Estácio é antes de tudo um poeta lírico, da poesia clara,
límpida, versos compassados, um poeta de vocação saudosista, parecendo sempre
apaixonado, outras vezes crítico, em temas políticos e sociais, demonstrando
que uma coisa não anula outra. Seu olhar vai do desabrochar de uma flor ao
choro de uma criança com fome no colo da mãe, num casebre, sob a força do sol -
(por falta de compaixão e gestão dos executivos políticos - digo eu.) Vejam,
cada verso é um quadro aos nossos olhos:
ABANDONO
Sol...sol..sol.../Calor devorando o verde./ A terra
rachada gemendo/ com o corpo dorido de pó./ Calado o mandacaru definha/ com os
galhos crucificados no ar./Os pássaros guardam seus cantos/nas gargantas ávidos
de orvalhos./Ossadas armam no chão/esculturas de tristes lembranças./ Secam as
flores da madrugada/nos olhos vermelhos de espanto./ As mãos magras
desenham/cruzes de medo no peito./ E as bocas que rezam, e não comem,/
Cantam ladainhas silenciosas./Almas e almas feridas de
abandono./
E para concluir ele
alerta:
Quero estar longe quando/essas bocas que rezam, e não
comem,/se abrirem num grito alongado/quebrando a paz e o silêncio.
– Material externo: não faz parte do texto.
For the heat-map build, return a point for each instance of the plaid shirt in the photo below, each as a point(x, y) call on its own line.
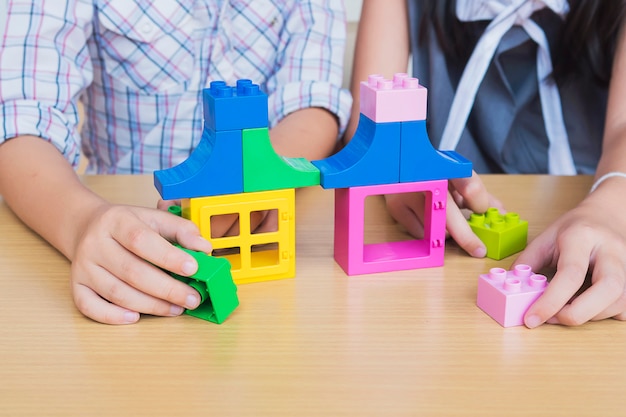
point(139, 67)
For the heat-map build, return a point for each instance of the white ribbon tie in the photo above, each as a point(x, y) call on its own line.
point(504, 14)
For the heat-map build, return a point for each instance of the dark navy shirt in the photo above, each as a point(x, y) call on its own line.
point(505, 131)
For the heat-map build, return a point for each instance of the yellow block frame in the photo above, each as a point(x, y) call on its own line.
point(251, 266)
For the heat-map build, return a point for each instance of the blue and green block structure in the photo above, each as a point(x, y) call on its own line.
point(234, 171)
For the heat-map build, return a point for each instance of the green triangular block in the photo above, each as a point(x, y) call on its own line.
point(265, 170)
point(215, 284)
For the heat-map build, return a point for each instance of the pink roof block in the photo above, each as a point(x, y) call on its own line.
point(507, 295)
point(402, 99)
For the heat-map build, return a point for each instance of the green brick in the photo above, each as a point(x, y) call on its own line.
point(503, 235)
point(216, 287)
point(265, 170)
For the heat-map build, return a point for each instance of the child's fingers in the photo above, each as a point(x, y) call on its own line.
point(472, 193)
point(138, 236)
point(174, 229)
point(605, 298)
point(461, 232)
point(156, 290)
point(572, 268)
point(539, 253)
point(100, 310)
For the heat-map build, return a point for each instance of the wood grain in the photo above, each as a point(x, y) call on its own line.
point(394, 344)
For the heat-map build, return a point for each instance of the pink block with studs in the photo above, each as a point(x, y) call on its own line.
point(507, 295)
point(356, 258)
point(402, 99)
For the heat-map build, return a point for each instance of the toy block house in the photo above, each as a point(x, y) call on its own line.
point(234, 173)
point(390, 153)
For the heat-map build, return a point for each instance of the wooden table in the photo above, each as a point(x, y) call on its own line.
point(323, 344)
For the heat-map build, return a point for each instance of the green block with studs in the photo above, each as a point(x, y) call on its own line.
point(214, 283)
point(502, 234)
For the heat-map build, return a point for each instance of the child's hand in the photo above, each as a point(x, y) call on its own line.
point(408, 210)
point(115, 270)
point(588, 239)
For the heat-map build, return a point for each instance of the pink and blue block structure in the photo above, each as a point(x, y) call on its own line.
point(390, 153)
point(506, 295)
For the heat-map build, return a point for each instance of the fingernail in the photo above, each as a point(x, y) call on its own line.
point(189, 268)
point(479, 252)
point(131, 316)
point(176, 310)
point(192, 302)
point(532, 321)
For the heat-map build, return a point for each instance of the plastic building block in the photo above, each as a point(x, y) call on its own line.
point(503, 235)
point(398, 100)
point(357, 258)
point(264, 169)
point(254, 257)
point(372, 157)
point(215, 285)
point(419, 161)
point(213, 168)
point(234, 108)
point(507, 295)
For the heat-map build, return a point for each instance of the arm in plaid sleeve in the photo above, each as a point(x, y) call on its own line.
point(44, 65)
point(309, 67)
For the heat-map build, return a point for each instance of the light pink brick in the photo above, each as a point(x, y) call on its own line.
point(507, 295)
point(402, 99)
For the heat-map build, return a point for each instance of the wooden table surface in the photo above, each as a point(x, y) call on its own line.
point(322, 344)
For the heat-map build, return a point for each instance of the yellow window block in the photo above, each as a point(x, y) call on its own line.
point(254, 256)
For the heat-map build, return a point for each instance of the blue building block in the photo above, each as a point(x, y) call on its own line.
point(371, 158)
point(234, 108)
point(420, 161)
point(215, 167)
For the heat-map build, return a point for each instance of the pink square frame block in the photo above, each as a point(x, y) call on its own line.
point(355, 257)
point(506, 295)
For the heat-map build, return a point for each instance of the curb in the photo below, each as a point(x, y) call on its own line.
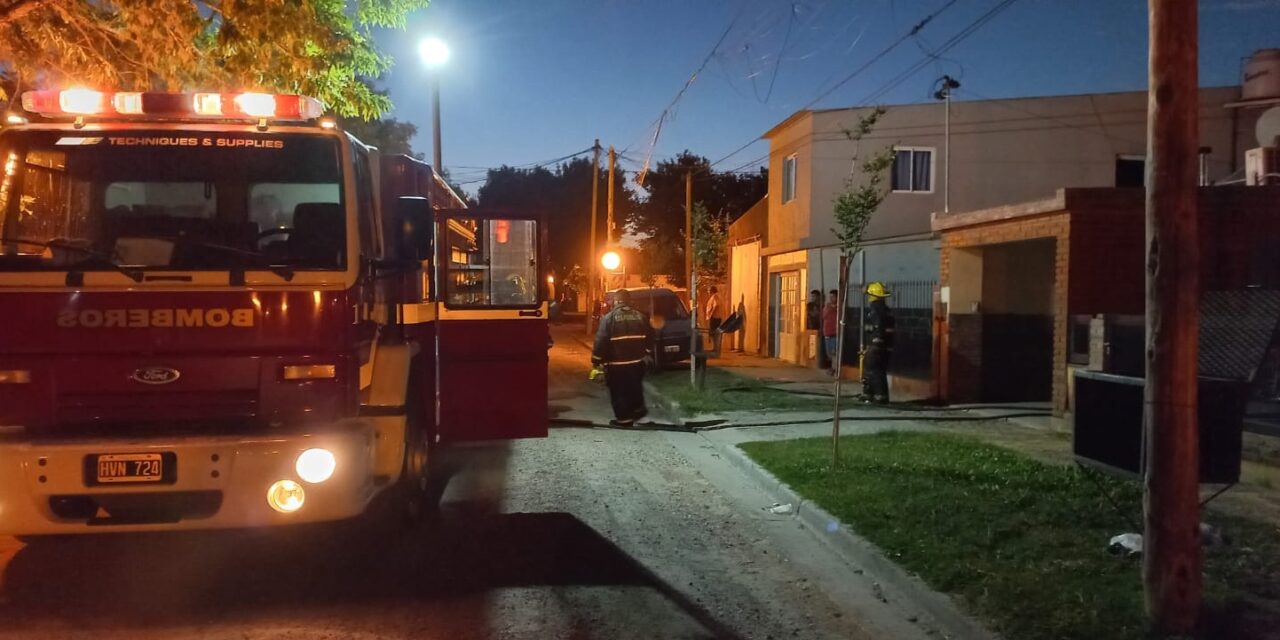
point(667, 405)
point(859, 552)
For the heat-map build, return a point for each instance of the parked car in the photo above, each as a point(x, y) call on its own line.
point(668, 318)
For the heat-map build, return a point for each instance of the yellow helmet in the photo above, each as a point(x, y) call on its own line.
point(877, 291)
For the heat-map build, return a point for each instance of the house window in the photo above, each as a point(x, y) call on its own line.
point(913, 170)
point(789, 178)
point(1130, 172)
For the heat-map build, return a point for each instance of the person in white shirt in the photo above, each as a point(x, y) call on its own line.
point(713, 314)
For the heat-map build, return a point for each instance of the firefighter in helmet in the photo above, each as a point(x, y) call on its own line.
point(622, 347)
point(880, 344)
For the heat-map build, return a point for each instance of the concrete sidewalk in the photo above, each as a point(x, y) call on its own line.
point(786, 375)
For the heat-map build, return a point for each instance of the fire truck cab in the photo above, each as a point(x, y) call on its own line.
point(223, 311)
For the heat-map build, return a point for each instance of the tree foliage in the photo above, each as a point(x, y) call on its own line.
point(659, 218)
point(856, 204)
point(711, 246)
point(563, 195)
point(391, 136)
point(318, 48)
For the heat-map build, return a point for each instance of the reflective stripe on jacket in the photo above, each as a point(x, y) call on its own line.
point(624, 337)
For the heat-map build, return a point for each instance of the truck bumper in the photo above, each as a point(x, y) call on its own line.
point(218, 483)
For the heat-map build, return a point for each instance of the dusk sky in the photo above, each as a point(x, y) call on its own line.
point(531, 81)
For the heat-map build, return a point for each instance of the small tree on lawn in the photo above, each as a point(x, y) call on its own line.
point(711, 236)
point(854, 209)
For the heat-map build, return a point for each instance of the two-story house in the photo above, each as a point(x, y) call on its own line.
point(1001, 151)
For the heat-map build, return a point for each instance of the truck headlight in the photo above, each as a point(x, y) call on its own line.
point(315, 465)
point(286, 496)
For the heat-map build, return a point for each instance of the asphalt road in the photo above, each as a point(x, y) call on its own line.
point(590, 533)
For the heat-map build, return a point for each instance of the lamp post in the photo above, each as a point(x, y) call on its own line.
point(947, 85)
point(434, 54)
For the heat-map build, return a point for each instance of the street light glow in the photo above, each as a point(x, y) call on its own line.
point(611, 260)
point(434, 51)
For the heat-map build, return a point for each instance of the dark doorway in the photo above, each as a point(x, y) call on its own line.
point(1018, 283)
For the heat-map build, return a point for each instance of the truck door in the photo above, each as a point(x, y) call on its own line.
point(492, 336)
E como advogado ele não se
furta da revolta em:
JUSTIÇA
...
Ah! Mulher distante,/despe-se da prata, do bronze/e
aquece a frieza de teu mármore./ Veste um vestido de chita/ e calça uma
sandália./ Desvenda a venda dos teus olhos/ e olha os fracos à tua volta./
Estende tuas mãos/ às mãos dos desesperados,/que estendidas há séculos, esperam
poder ver um dia/ o brilho dos teus olhos desvendados.
É um choro bem atual! A religiosidade é uma constante nos seus
livros: Aqui estão, PROCISSÃO – é quase uma oração; CANTATA PARA O SINO - um lamento falando
sobre a igreja da sua cidade; SINOS,
que lembram com saudade da amada que ficou lá na igreja...
Algumas ele ofereceu aos
amigos. Escolhi a que ele dedicou à poeta Maria Lígia Madureira Pina (in
memoriam):
PRIMAVERA EFÊMERA
Crisântemo, girassóis e rendas/dançam com a toalha no
varal;/jardim bordado no banco linho./ O vento vai balançando as flores/ e o
sol vai secando o pano./ A lavadeira retira a toalha seca/desprendendo as
flores do varal./ Ah! Primavera efêmera,/pendurada nas cordas/lá do quintal.
Verdade, Estácio, a nossa
primavera é efêmera. Apenas o tempo de uma toalha enxugar ao vento.
E tem as românticas...
Qual escolher?
SEGREDO
Vou segredar-lhe/um segredo/de nós dois.
Nossos olhares/já contaram/tudo/para/todo mundo.
RECEIO
Flores... Ah! Flores,
que será de mim,/flores que nunca beijei,/ quando o
tempo for secando/ e eu chorar com minhas rugas/ pelo beija-flor que não ousei
ser?
Aqui, lembro-me do poeta
Olavo Bilac em:
Remorso
Sinto o que desperdicei na
juventude;/Choro, neste começo de velhice,/Mártir da hipocrisia ou da virtude,/Os
beijos que não tive por tolice,/Por timidez o que sofrer não pude,/E por pudor
os versos que não disse!
Ou estas verdadeiros hinos?
A Santa e o Pescador, Lamentações de um solitário, Louco lunar ...
Escolho uma das escritas
em espanhol Segundo o poeta, criadas sobre o solo da Espanha.
Las castañuelas suenan.
Repican y repican
lãs castañuelas.
Los dedos ágiles de la
bailarina
lãs acarician como
ruisenõr
que a los pocos
va libertando sus
trinados.
Quién entenderá
los lamentos
de estos repiques?
Mi corazón anda así...
como castañuelas
en manos de la tristeza
que lo oprime sin parar
hasta que va soltando
-poco a poco-
todo su grito de dolor.
A
tradução para o espanhol foi do também poeta, José Carlos Antônio Freitas
Torres. Leiam o livro e
vão amar voar junto com a veia poética de Estácio Bahia Guimarães.
Shirley Rocha - Jornalista, Presidente da Academia Literária de Vida, cadeira n. 09.